At 33 meters in length, the LCM matches the dimensions of the Type 726 Landing Craft Air Cushion (LCAC), ensuring compatibility with the well decks of both LPDs and LHDs.
New twin waterjet LCM added to the PLAN fleet (9 November 2025)
On Sunday, November 9, 2025, the People’s Liberation Army Navy (PLAN) introduced a new class of twin waterjet-powered Landing Craft Mechanized (LCM). The vessel is described as designed to operate alongside the service’s larger amphibious platforms — the Type 071 Landing Platform Dock (LPD) and the Type 075/76 Landing Helicopter Dock (LHD). The addition is portrayed as a pragmatic expansion of the PLAN’s amphibious fleet, intended to broaden options for ship-to-shore logistics and amphibious operations.
Type 071 Landing Platform Dock (LPD) and Type 075/76 Landing Helicopter Dock (LHD)
The new LCM was built to the same basic length as the Type 726 LCAC — 33 meters — a deliberate choice that preserves compatibility with the well decks of the PLAN’s existing LPDs and LHDs. That dimensional parity allows commanders to load and deploy either the hovercraft or the mechanized craft from the same mother ships, increasing tactical and logistical flexibility without requiring modifications to the service’s amphibious platforms.
Twin waterjet propulsion: quieter, simpler, and easier to maintain
The LCM uses twin waterjet propulsion rather than the gas-turbine drives typical of LCACs. According to the report, that choice reduces maintenance demands compared to turbine-powered hovercraft, and the craft is quieter and easier to handle. Those qualities are emphasized as practical advantages for routine sealift and logistics tasks where the extreme speed of a hovercraft is not required.
LCAC (Type 726) versus the new LCM: complementary roles
The report draws a clear operational distinction: the LCAC retains a decisive speed advantage, capable of reaching up to 80 knots, which makes the hovercraft "indispensable for rapid amphibious assaults." By contrast, the LCM is presented as a more economical and versatile option for sustained logistics operations. The new craft is characterized as offering more usable space for vehicles and supplies, trading peak speed for cargo capacity and lower operating and construction costs.

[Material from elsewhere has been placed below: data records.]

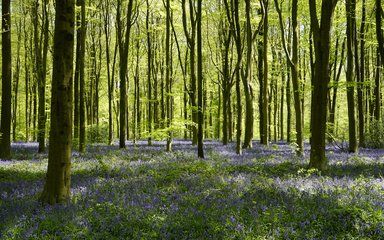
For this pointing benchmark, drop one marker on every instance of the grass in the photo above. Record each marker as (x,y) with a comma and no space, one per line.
(143,192)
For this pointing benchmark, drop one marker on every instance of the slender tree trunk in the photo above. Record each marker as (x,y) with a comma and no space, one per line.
(377,90)
(248,90)
(351,35)
(58,181)
(360,86)
(321,34)
(168,74)
(264,93)
(6,96)
(81,79)
(149,72)
(293,62)
(200,82)
(124,45)
(110,79)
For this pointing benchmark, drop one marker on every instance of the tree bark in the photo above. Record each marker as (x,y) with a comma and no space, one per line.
(81,79)
(321,36)
(124,46)
(58,180)
(361,77)
(293,63)
(6,97)
(248,89)
(200,82)
(264,90)
(351,35)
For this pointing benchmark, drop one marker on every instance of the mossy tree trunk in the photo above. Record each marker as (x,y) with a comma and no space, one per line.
(321,36)
(6,96)
(58,180)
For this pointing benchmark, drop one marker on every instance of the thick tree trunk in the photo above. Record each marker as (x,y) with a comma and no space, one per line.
(58,181)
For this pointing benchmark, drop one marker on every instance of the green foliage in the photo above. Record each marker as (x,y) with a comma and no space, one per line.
(375,135)
(98,133)
(146,193)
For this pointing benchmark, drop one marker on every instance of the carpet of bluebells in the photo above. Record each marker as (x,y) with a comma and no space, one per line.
(143,192)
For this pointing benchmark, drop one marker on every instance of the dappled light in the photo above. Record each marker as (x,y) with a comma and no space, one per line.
(145,192)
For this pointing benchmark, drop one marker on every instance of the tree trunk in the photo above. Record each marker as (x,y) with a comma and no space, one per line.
(321,35)
(81,79)
(247,78)
(351,35)
(264,92)
(360,86)
(200,82)
(149,72)
(293,62)
(110,79)
(58,181)
(6,96)
(124,47)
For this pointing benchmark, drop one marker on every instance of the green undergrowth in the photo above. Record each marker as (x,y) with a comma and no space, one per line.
(148,194)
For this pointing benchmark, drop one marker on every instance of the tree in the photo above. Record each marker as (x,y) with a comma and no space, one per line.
(149,72)
(321,36)
(5,129)
(247,77)
(82,37)
(191,42)
(361,77)
(293,63)
(123,50)
(264,78)
(58,179)
(41,51)
(168,72)
(199,83)
(351,36)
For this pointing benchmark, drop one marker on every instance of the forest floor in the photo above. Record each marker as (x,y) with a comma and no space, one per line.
(143,192)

Cost, cargo, and maintenance implications for procurement and logistics
Three practical benefits are highlighted. First, construction of the LCM is described as simpler and cheaper than turbine-powered LCACs. Second, waterjet propulsion lowers upkeep compared to gas turbines, reducing maintenance burdens. Third, the LCM’s internal arrangement delivers "more usable space for vehicles and supplies," improving the efficiency of sealift when high speed is unnecessary. Together, these attributes make the LCM a candidate for routine sustainment missions where cost, cargo volume, and reliability take priority over speed.
What this means for amphibious commanders, procurement officers, and logistics planners
- Amphibious commanders: Will have a clearer choice between high-speed assault craft and lower-cost mechanized landing craft depending on mission tempo — the LCM for sustained logistics and the LCAC for rapid forcible entry.
- Procurement officers: Can weigh lower construction and maintenance costs for the LCM against the operational niche filled by LCACs; the shared 33‑meter footprint supports mixed inventories without major ship modifications.
- Logistics planners: Gain a larger, quieter platform with more usable cargo space for routine sealift, easing the sustainment of expeditionary forces where transit time is less critical than payload.
The introduction of the twin waterjet LCM is described in the source as illustrating an evolving amphibious doctrine: balancing the PLAN’s high-speed assault capability with reliable, cost-effective sealift to support growing expeditionary capabilities. The two platforms are presented not as substitutes but as complementary tools — one optimized for speed, the other for economy and cargo — that together broaden the operational options available from the PLAN’s existing LPDs and LHDs.
For readers tracking changes in amphibious logistics and force posture, the concrete details — a 33‑meter hull form matched to existing well decks, twin waterjet propulsion, lower construction and maintenance costs, and expanded cargo space — offer a straightforward explanation for the PLAN’s choice. How commanders will balance sorties between LCACs and the new LCMs in practice remains to be seen, but the reported shift emphasizes an institutional preference for a blend of rapid assault and sustainable sealift.